The purpose of this question was to show the power of using exterior angles: It can make questions like these very simple! The method Professor Loh shows later in the video, using interior angles, is a little more complicated, but it's still worth knowing how to make use of interior angles.
The first step is to know what is the sum of all the interior angles in a polygon with \(n\) sides. You can try to look for a pattern:
For a triangle, the sum of angles is \(180.\)
For a quadrilateral, the sum is \(360\) (think of a square).
<Pentagons may be difficult, skip for now.>
For a hexagon, the sum is \(720\) (think of a regular hexagon!).
Based on this pattern, you can guess that the sum of angles goes up by \(180\) every time you add a side! But why? The clever reason comes from dividing the polygon into triangles.
You can see Professor Loh do this at 2:18. Every time you add another side, you get another triangle that makes up the polygon. And, adding up the angles of the polygon is the same as adding up the angles of every triangle in the "triangulation" (make sure this step makes sense!).
That means that the sum of the angles is just (sum of angles inside a triangle) \( \times \) (number of triangles in the polygon). Since the angle sum for a triangle is \(180,\) it's just \(180 \times \text{ number of triangles}.\)

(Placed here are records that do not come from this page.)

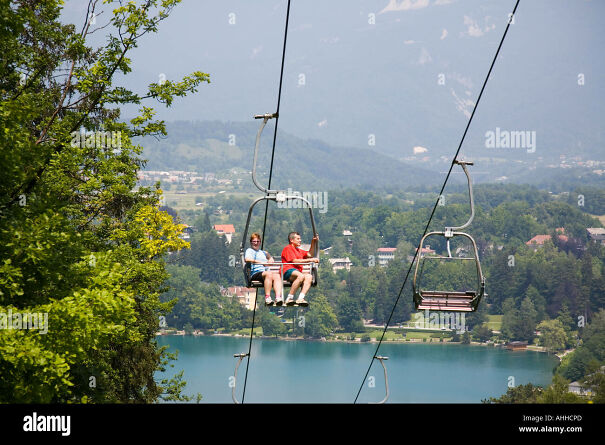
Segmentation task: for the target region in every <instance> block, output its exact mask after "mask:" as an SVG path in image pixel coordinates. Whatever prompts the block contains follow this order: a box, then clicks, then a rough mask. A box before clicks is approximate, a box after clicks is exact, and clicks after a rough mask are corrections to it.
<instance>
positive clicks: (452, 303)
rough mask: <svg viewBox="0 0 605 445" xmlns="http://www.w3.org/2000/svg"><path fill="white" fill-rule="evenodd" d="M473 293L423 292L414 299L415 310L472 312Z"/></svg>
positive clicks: (473, 301)
mask: <svg viewBox="0 0 605 445" xmlns="http://www.w3.org/2000/svg"><path fill="white" fill-rule="evenodd" d="M476 297H477V294H476V293H475V292H441V291H423V292H421V293H420V295H418V298H417V299H416V309H418V310H425V309H428V310H434V311H453V312H473V311H474V310H475V309H476V301H477V299H476Z"/></svg>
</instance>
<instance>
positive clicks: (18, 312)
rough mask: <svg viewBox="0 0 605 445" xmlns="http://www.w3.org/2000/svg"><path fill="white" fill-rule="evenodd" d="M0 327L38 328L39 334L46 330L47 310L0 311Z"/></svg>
mask: <svg viewBox="0 0 605 445" xmlns="http://www.w3.org/2000/svg"><path fill="white" fill-rule="evenodd" d="M0 329H32V330H33V329H39V330H40V334H46V333H47V332H48V312H38V313H35V312H34V313H30V312H23V313H22V312H13V310H12V309H9V310H8V313H7V312H0Z"/></svg>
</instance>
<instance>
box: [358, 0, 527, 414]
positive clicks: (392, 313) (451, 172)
mask: <svg viewBox="0 0 605 445" xmlns="http://www.w3.org/2000/svg"><path fill="white" fill-rule="evenodd" d="M519 1H520V0H517V1H516V3H515V7H514V9H513V12H512V15H510V16H509V20H508V23H507V25H506V29H505V30H504V34H503V35H502V39H501V40H500V44H499V45H498V49H497V50H496V54H495V56H494V59H493V60H492V64H491V66H490V68H489V71H488V72H487V76H486V77H485V80H484V81H483V86H482V87H481V91H480V92H479V97H477V102H476V103H475V106H474V107H473V112H472V113H471V117H470V118H469V120H468V122H467V124H466V128H465V130H464V133H463V134H462V139H460V143H459V144H458V149H457V150H456V154H455V155H454V158H453V159H452V163H451V165H450V168H449V170H448V172H447V175H446V177H445V181H444V182H443V185H442V186H441V191H440V192H439V195H438V197H437V201H436V202H435V205H434V206H433V211H432V212H431V215H430V217H429V220H428V222H427V224H426V227H425V228H424V232H423V234H422V237H421V238H423V237H424V235H426V233H427V231H428V228H429V225H430V224H431V221H432V219H433V215H434V214H435V211H436V210H437V205H438V204H439V198H440V197H441V196H442V195H443V191H444V190H445V187H446V185H447V181H448V180H449V178H450V174H451V173H452V169H453V168H454V165H455V164H456V162H457V160H458V154H459V153H460V149H461V148H462V144H463V143H464V139H465V138H466V133H467V132H468V129H469V127H470V125H471V122H472V121H473V117H474V116H475V111H476V110H477V107H478V106H479V101H480V100H481V96H483V91H484V90H485V86H486V85H487V81H488V80H489V76H490V75H491V72H492V69H493V68H494V64H495V63H496V59H498V54H499V53H500V49H501V48H502V44H503V43H504V39H505V38H506V34H507V33H508V28H509V27H510V25H511V23H512V21H513V17H514V16H515V13H516V11H517V6H519ZM418 250H419V249H417V250H416V253H415V254H414V259H413V260H412V262H411V264H410V267H409V268H408V271H407V273H406V275H405V279H404V280H403V285H402V286H401V289H400V290H399V294H398V295H397V299H396V300H395V304H394V305H393V309H392V310H391V314H390V315H389V318H388V320H387V322H386V324H385V326H384V331H383V332H382V336H381V337H380V341H379V342H378V346H377V347H376V351H375V352H374V354H373V355H372V360H371V361H370V366H369V367H368V370H367V371H366V374H365V376H364V378H363V380H362V382H361V386H360V387H359V390H358V391H357V395H356V396H355V401H354V402H353V403H357V399H358V398H359V394H360V393H361V390H362V389H363V385H364V383H365V381H366V379H367V378H368V374H369V373H370V369H371V368H372V364H373V363H374V359H375V358H376V356H377V354H378V350H379V349H380V345H381V344H382V340H383V339H384V336H385V334H386V331H387V329H388V327H389V324H390V322H391V318H392V317H393V314H394V313H395V308H396V307H397V303H398V302H399V298H400V297H401V294H402V293H403V289H404V287H405V285H406V283H407V281H408V277H409V275H410V271H411V270H412V265H413V264H414V261H416V257H417V256H418Z"/></svg>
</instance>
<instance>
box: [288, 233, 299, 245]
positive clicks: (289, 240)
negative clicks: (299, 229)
mask: <svg viewBox="0 0 605 445" xmlns="http://www.w3.org/2000/svg"><path fill="white" fill-rule="evenodd" d="M288 242H289V243H290V244H294V245H295V246H297V247H298V246H300V233H298V232H290V233H289V234H288Z"/></svg>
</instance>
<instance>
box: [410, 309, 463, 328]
mask: <svg viewBox="0 0 605 445" xmlns="http://www.w3.org/2000/svg"><path fill="white" fill-rule="evenodd" d="M414 327H416V328H417V329H439V330H446V329H450V330H452V331H456V332H457V333H458V334H462V333H464V332H465V331H466V321H465V314H464V312H462V313H460V312H432V313H431V312H430V311H429V310H428V309H425V310H424V312H416V313H415V314H414Z"/></svg>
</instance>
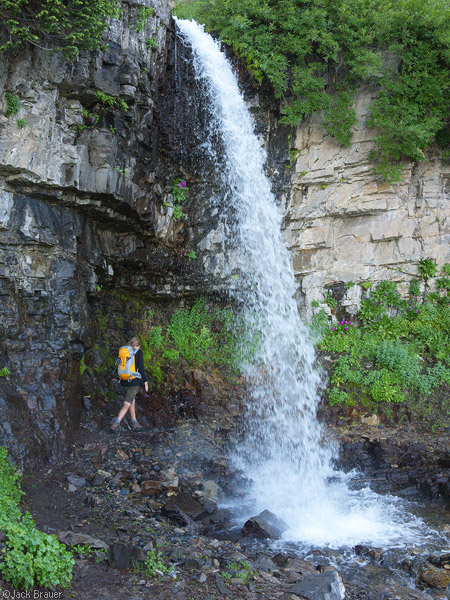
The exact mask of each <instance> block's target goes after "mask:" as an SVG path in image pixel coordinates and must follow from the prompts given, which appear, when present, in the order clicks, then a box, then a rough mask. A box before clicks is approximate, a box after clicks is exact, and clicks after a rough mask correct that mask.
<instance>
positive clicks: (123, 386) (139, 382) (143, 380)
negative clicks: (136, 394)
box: [120, 350, 147, 387]
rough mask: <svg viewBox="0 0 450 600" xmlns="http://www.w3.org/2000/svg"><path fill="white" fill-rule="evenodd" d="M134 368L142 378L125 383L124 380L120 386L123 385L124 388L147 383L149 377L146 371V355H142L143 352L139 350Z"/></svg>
mask: <svg viewBox="0 0 450 600" xmlns="http://www.w3.org/2000/svg"><path fill="white" fill-rule="evenodd" d="M134 367H135V369H136V371H138V372H139V373H140V374H141V378H140V379H139V378H138V377H136V378H135V379H132V380H131V381H124V380H123V379H121V380H120V384H121V385H123V387H133V386H137V385H144V383H145V382H146V381H147V375H146V374H145V369H144V355H143V353H142V350H138V351H137V352H136V354H135V355H134Z"/></svg>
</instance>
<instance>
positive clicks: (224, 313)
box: [141, 298, 257, 382]
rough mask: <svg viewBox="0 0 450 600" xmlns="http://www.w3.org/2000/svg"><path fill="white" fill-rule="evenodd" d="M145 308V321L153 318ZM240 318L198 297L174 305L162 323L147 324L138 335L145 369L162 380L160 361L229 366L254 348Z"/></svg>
mask: <svg viewBox="0 0 450 600" xmlns="http://www.w3.org/2000/svg"><path fill="white" fill-rule="evenodd" d="M153 316H154V315H153V311H149V313H148V319H147V322H150V324H151V321H152V320H153ZM256 343H257V341H256V337H255V336H253V337H252V336H247V335H246V334H245V328H244V324H243V321H242V319H241V318H240V317H238V316H237V315H235V314H234V313H233V312H232V311H231V310H229V309H220V308H213V307H211V306H210V305H209V304H208V303H207V301H206V300H205V299H204V298H202V299H199V300H196V302H194V304H193V305H192V306H191V307H186V308H178V309H176V310H175V311H174V312H173V314H172V316H171V318H170V320H169V321H168V322H167V323H166V324H165V325H157V326H156V325H150V327H149V328H148V327H147V332H146V333H145V334H143V335H141V345H142V351H143V354H144V364H145V367H146V370H147V369H148V371H149V373H150V374H151V375H153V376H154V377H155V378H156V379H157V380H158V381H159V382H160V381H162V378H163V373H162V367H163V366H164V364H169V363H171V362H176V361H180V360H183V361H185V362H186V363H187V364H188V365H190V366H202V365H210V366H228V367H230V368H231V369H233V370H236V369H238V366H239V364H240V363H241V362H242V361H243V360H245V358H246V357H247V356H248V355H249V354H250V353H252V352H254V350H255V345H256Z"/></svg>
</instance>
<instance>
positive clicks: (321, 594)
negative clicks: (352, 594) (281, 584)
mask: <svg viewBox="0 0 450 600" xmlns="http://www.w3.org/2000/svg"><path fill="white" fill-rule="evenodd" d="M287 591H288V592H290V593H292V594H297V595H299V596H301V597H303V598H307V599H308V600H344V598H345V587H344V584H343V582H342V578H341V576H340V575H339V573H338V572H337V571H333V572H331V573H320V574H318V575H307V576H306V577H305V579H304V580H303V581H302V582H300V583H296V584H295V585H291V586H289V587H288V588H287Z"/></svg>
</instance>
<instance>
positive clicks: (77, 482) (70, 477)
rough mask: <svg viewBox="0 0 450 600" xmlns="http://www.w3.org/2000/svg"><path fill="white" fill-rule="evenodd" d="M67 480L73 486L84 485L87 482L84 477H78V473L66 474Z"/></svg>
mask: <svg viewBox="0 0 450 600" xmlns="http://www.w3.org/2000/svg"><path fill="white" fill-rule="evenodd" d="M67 481H68V482H69V483H70V484H71V485H73V486H74V487H75V488H80V487H84V486H85V485H86V484H87V481H86V479H85V478H84V477H80V476H79V475H68V476H67Z"/></svg>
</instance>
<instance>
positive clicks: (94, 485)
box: [91, 469, 111, 487]
mask: <svg viewBox="0 0 450 600" xmlns="http://www.w3.org/2000/svg"><path fill="white" fill-rule="evenodd" d="M110 478H111V473H109V472H108V471H102V470H101V469H99V470H98V471H97V473H95V475H94V477H93V478H92V479H91V485H93V486H95V487H99V486H101V485H103V484H104V483H105V481H106V480H107V479H110Z"/></svg>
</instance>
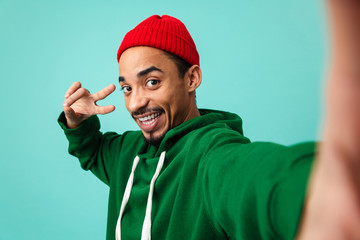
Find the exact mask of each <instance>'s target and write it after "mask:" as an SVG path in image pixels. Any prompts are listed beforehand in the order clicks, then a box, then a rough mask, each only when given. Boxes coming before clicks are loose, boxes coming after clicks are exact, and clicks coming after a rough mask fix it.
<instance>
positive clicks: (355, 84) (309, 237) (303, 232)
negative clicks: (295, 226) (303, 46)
mask: <svg viewBox="0 0 360 240" xmlns="http://www.w3.org/2000/svg"><path fill="white" fill-rule="evenodd" d="M326 4H327V7H328V12H329V15H330V17H329V18H330V32H331V59H330V69H329V74H328V81H327V84H328V86H327V99H326V104H327V109H326V118H325V122H324V124H325V125H324V128H323V139H324V143H323V145H322V146H320V148H319V156H318V158H317V161H316V163H315V166H314V170H313V173H312V178H311V181H310V187H309V191H308V197H307V198H308V199H307V204H306V207H305V212H304V217H303V221H302V226H301V228H300V232H299V237H298V240H305V239H306V240H313V239H314V240H315V239H316V240H321V239H326V240H331V239H345V240H353V239H354V240H355V239H360V228H359V223H360V0H327V1H326Z"/></svg>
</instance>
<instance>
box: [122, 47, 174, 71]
mask: <svg viewBox="0 0 360 240" xmlns="http://www.w3.org/2000/svg"><path fill="white" fill-rule="evenodd" d="M150 66H156V67H158V68H160V69H163V70H164V71H166V69H169V68H171V67H173V66H175V63H174V62H173V61H172V60H171V59H170V58H169V57H168V56H167V54H165V52H164V51H162V50H160V49H157V48H152V47H145V46H138V47H132V48H129V49H127V50H126V51H124V52H123V54H122V55H121V57H120V59H119V70H120V74H121V75H127V74H130V73H136V72H139V71H142V70H143V69H146V68H148V67H150Z"/></svg>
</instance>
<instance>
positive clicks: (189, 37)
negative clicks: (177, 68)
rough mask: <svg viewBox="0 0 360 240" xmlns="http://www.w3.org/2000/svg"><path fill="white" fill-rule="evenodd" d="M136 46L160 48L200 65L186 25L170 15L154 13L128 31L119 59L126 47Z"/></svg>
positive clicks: (125, 48)
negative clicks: (154, 14)
mask: <svg viewBox="0 0 360 240" xmlns="http://www.w3.org/2000/svg"><path fill="white" fill-rule="evenodd" d="M135 46H148V47H154V48H158V49H161V50H164V51H167V52H170V53H172V54H174V55H176V56H178V57H180V58H182V59H184V60H185V61H187V62H188V63H190V64H191V65H195V64H196V65H200V62H199V54H198V52H197V50H196V46H195V43H194V41H193V39H192V38H191V36H190V33H189V32H188V30H187V29H186V27H185V25H184V24H183V23H182V22H181V21H180V20H179V19H176V18H174V17H171V16H168V15H163V16H162V17H160V16H159V15H153V16H151V17H149V18H147V19H145V20H144V21H142V22H141V23H140V24H139V25H137V26H136V27H135V28H134V29H133V30H131V31H130V32H128V33H127V34H126V35H125V37H124V40H123V41H122V43H121V45H120V48H119V50H118V53H117V60H118V61H119V59H120V56H121V54H122V53H123V52H124V51H125V50H126V49H128V48H130V47H135Z"/></svg>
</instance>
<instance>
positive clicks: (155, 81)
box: [146, 79, 160, 87]
mask: <svg viewBox="0 0 360 240" xmlns="http://www.w3.org/2000/svg"><path fill="white" fill-rule="evenodd" d="M159 82H160V81H159V80H154V79H151V80H149V81H147V82H146V86H148V87H154V86H156V85H158V84H159Z"/></svg>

The number of triangles that an \(n\)-sided polygon is divided into is just \((n-2)\). You can figure this out by looking at a pattern (\(n=3\) is \(1\) triangle, \(n=4\) is \(2\) triangles, etc.). Then the formula for the sum of angles is just \(180 \times (n-2).\) This is a very important formula! Make sure you understand why it works instead of memorizing it.
Back to the problem in the video: We don't know how many sides there are, so let's say there are \( n\) sides. Then since every angle is \(170,\) the sum of angles is \(170n.\) But we just derived a formula for the sum of angles: It's \(180(n-2).\) So we can set these expressions equal to each other:
$$ 170n = 180(n-2) $$
Now we just solve this equation and we are done!
I hope that helped. Happy learning!